Patterson squinted at it. “Locoweed?” he said. “Sure, it’s around, my stock gets into it sometimes. Never caused any problems. It ain’t like the Texas variety.”
Locoweed? Now what was the problem with loco weed? wondered Claire. Jimsonweed contained poisonous alkaloids, but all she could remember about locoweed was old wives’, or rather old cowpokes’, tales.
“This soil is selenium-poor,” Eddie commented, further obscuring the issue as far as Claire was concerned. “That’s why Dwayne called us in.”

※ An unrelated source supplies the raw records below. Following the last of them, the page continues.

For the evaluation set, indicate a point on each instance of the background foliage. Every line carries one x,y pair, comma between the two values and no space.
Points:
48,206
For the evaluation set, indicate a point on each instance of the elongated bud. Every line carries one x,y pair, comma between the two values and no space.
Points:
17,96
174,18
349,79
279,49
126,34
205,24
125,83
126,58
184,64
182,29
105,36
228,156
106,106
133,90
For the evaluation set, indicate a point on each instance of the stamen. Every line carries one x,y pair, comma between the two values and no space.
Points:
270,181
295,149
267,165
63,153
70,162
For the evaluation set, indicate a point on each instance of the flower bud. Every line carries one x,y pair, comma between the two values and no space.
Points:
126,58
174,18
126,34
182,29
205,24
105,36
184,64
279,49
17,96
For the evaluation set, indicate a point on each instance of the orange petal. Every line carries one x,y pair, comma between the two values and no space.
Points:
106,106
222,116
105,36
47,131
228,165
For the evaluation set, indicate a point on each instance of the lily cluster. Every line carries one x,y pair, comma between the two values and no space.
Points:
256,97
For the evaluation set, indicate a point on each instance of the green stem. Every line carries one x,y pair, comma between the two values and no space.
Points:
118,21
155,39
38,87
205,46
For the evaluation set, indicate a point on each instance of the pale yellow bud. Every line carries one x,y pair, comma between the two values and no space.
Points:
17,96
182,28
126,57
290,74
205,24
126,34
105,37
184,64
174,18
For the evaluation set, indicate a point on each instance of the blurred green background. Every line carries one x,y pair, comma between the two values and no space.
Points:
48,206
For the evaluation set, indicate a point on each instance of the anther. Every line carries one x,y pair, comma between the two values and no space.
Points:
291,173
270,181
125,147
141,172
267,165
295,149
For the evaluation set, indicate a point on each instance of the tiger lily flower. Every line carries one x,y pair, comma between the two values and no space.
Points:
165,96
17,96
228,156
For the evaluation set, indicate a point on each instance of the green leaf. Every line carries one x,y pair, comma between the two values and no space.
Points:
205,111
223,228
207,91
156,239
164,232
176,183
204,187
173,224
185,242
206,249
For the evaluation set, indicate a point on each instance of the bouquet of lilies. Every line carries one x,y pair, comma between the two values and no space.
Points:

Sam nodded. “But locoweed on top of the supplemental selenium,” he said tentatively, then snapped his fingers. “The pools!” he exclaimed. “The Westside drainage pools. Doesn’t this land adjoin them?”
“Yeah, but I got fences—”
“Fences break.”
“I’ll bet that’s it!” Eddie said, the color returning to his face. “Armen, can you find out what these critters have been eating?”
The vet shrugged. “Sure.” Then, turning to Sam, “You want me to give you a call, too? You seem to be the botanical expert around here.”
“I’d appreciate it. I’d be real interested.”
They helped the vet load the calves’ carcasses into his van. Patterson made them all come up to his house for coffee — “Least I can do after dragging you all out here for something that may have been my own damn fault” — and as he and Eddie walked on ahead, Sam finally explained the locoweed-selenium connection to Claire.